In les Antilles (French for French West Indies), music history started to speed up in the 1950s, when trade expanded and radio stations grew bigger. The Guadelupean and Martiniquais youth tuned in their old galena radio sets to South American and Caribbean music. As for the women traders, les pacotilleuses, they bought and sold goods across different islands (the “passing of items through various hands” was thought to be most pleasurable) and brought back countless sounds in their luggage. Such was the case of Madame Balthazar, who once returned from Puerto Rico with the first 45rpm and 33rpm to ever enter Martinique. Out of this adventure was created the famous Martinican label La Maison des Merengues, a music business she opened and undertook with her husband and which proved to be a major landmark.
At the end of the 1950s, in Puerto Rico, Marius Cultier competed in the Piano International Contest playing a version of Monk’s Round ‘Midnight. He won the first prize and this distinction foreshadowed everything that was to come. Cultier, the heretic Monk of jazz, was quickly praised for writing superb melodies, always tinged with a twist that conferred a unique sound to his music. It didn’t take long for the gifted self-taught musician to get to play with Los Cubanos, making a name for himself thanks to his impressive maestria on merengues. The rest is history.
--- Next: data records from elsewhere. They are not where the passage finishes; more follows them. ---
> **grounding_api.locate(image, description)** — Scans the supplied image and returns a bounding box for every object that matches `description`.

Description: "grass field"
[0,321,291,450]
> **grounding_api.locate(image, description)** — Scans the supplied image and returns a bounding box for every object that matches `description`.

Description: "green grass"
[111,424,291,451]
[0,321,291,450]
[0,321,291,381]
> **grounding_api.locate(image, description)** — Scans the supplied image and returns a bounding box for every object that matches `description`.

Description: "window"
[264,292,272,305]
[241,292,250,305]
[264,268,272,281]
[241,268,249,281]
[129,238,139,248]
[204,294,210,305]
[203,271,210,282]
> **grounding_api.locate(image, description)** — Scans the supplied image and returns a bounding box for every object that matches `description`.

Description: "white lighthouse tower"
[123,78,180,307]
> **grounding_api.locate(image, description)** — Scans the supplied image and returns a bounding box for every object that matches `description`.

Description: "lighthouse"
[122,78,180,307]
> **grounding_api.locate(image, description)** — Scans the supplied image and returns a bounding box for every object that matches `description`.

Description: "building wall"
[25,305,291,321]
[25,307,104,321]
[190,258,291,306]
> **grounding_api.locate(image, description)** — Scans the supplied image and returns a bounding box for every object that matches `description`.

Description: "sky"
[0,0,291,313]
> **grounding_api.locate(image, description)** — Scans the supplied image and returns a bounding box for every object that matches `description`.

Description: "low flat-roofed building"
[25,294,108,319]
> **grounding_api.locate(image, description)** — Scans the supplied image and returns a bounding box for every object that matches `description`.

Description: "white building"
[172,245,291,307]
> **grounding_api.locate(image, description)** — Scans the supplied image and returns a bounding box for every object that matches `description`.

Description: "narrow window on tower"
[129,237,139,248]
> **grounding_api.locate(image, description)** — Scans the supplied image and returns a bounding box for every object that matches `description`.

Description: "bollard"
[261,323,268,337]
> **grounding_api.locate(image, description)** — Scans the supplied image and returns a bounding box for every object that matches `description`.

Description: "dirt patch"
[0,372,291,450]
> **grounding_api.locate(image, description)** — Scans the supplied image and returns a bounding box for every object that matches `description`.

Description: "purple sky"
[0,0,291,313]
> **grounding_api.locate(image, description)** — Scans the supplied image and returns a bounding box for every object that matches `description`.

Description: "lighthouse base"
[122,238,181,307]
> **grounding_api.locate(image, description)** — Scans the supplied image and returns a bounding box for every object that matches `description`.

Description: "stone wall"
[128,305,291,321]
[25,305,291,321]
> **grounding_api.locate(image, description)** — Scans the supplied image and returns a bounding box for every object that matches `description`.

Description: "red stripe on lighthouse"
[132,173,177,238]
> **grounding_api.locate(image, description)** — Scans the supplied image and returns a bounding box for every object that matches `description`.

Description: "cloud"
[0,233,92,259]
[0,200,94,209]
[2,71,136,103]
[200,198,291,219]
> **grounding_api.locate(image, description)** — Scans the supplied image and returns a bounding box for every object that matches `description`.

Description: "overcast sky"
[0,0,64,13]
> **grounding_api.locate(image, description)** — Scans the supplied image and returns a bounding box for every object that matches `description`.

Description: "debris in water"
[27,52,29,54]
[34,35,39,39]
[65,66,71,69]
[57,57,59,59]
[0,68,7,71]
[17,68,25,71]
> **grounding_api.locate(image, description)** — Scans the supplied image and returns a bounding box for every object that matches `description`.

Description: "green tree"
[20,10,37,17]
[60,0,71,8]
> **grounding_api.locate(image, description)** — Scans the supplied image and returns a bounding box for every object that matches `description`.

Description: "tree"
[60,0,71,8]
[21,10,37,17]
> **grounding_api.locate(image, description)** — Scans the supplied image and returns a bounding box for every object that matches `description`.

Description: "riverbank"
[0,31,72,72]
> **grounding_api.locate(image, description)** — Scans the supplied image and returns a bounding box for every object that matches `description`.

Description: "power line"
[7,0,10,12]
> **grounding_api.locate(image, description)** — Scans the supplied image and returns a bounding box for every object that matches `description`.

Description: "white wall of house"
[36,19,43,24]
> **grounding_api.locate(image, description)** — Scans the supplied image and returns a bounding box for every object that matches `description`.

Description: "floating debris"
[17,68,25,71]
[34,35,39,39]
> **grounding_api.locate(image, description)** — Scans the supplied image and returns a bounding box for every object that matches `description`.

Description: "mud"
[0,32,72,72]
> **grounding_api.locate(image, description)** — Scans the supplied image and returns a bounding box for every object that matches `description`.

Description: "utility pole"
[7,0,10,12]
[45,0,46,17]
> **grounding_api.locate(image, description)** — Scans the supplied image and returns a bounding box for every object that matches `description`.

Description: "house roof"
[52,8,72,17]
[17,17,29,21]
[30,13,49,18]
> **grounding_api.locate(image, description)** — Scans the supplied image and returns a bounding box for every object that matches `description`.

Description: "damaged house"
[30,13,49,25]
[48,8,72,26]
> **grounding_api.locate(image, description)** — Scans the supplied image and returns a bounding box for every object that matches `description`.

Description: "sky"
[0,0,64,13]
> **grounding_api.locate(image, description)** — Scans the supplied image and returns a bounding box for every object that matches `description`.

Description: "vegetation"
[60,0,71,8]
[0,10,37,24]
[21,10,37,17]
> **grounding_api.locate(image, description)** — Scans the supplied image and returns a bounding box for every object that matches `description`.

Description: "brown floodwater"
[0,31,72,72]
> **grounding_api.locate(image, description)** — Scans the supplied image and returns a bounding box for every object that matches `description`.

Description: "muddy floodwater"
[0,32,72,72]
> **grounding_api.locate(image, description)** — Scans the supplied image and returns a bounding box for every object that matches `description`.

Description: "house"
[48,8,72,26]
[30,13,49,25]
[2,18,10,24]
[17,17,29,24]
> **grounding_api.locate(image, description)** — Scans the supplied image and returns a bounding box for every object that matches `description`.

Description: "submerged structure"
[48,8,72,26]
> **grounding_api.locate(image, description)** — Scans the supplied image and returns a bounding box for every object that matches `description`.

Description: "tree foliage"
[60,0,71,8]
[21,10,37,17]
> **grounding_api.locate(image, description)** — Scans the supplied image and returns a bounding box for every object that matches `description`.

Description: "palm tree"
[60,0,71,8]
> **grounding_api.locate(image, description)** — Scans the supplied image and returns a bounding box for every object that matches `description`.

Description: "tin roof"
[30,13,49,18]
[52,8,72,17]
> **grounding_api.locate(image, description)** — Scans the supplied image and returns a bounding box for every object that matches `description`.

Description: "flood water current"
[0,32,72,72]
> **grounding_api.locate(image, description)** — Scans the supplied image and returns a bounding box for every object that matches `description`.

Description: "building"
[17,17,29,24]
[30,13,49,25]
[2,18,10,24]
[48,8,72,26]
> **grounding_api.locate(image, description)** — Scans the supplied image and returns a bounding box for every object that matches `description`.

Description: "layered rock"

Besides, in the late 1950s, Frantz Charles-Denis, born into the upper middle class in Saint-Pierre and better known by his first name Francisco, went back home after working at La Cabane Cubaine – a club located rue Fontaine where he had caught the Latin fever. Francisco’s music was therefore heavily marked by his Cuban cousins’ influence, which gave the combos he led a

specific style and also led to renewal. Things were swinging hard in La Savane, located in the main square in Fort-de-France. He set up the Shango club close by and tested out the biguine lélé there, a new music formula spiced up with Latin rhythms. Soon afterwards, fate had him fly to Puerto Rico and Venezuela. As for percussionist Henri Guédon (percussions were only a part of his many talents), he was born in Fort-de-France in May 22nd 1944, the day marking the celebration of the abolition of slavery. As an old man, he could remember that in ” [his] father’s Teppaz, a lot of hectic 6/8 music was constantly playing…”. In the opening lines of his Lettre à Dizzy, a small illustrated collection of writings published by Del Arco, he highlighted the huge impact that cubop had on him as a teenage boy, around 1960. He eventually turned out to be the lider maximo in La Contesta, a big band steeped in Latin jazz. He was also the one who originated the word zouk to describe music which brought the sound of the New York barrio to Paris. It was the culmination of a journey that started in Sainte-Marie: “a mythical place for bélé, the equivalent of Cuban guaguancó”.
In the early 1960s, the tertiary economy developed to the detriment of agriculture. Yet rural life was where roots music emerged in Martinique and in Guadeloupe. Record companies played a major part in the process of Latin versions sweeping across the islands – before reaching everywhere else. Producer Célini, boss of the great Aux Ondes label, and Marcel Mavounzy, both the head of Émeraude records – a firm which was founded in 1953 – as well as the brother of famous saxophonist Robert Mavounzy, were big names to bear in mind. Although there were many of them – all of whom are featured on this record – Henri Debs was definitely the major figure in the recording adventure. He proved to be so influential that he even got compared to Berry Gordy. In the mid 1950s, when he acquired his first Teppaz, he worked on his first compositions: a bolero and a chachacha. Then, he became the one man who made people discover Caribbean music, from calypso to merengue. He was among the first ones to rush out to San Juan, Puerto Rico, to buy records and distribute them through a store run by one of his brothers in Fort-de-France. He had members of the Fania All Star come and perform there, which he was madly proud about. He was also the first one to pay attention to Haitian music, such as compas direct and various other rhythms which would soon flood the market. As a result, many of the combos hitting his legendary studio would end up boosted by widespread “Afro-Latin” rhythms. However, he never denied his identity: gwo ka drums were given a major role, although they were instruments which had long been banned from the “official” music spheres.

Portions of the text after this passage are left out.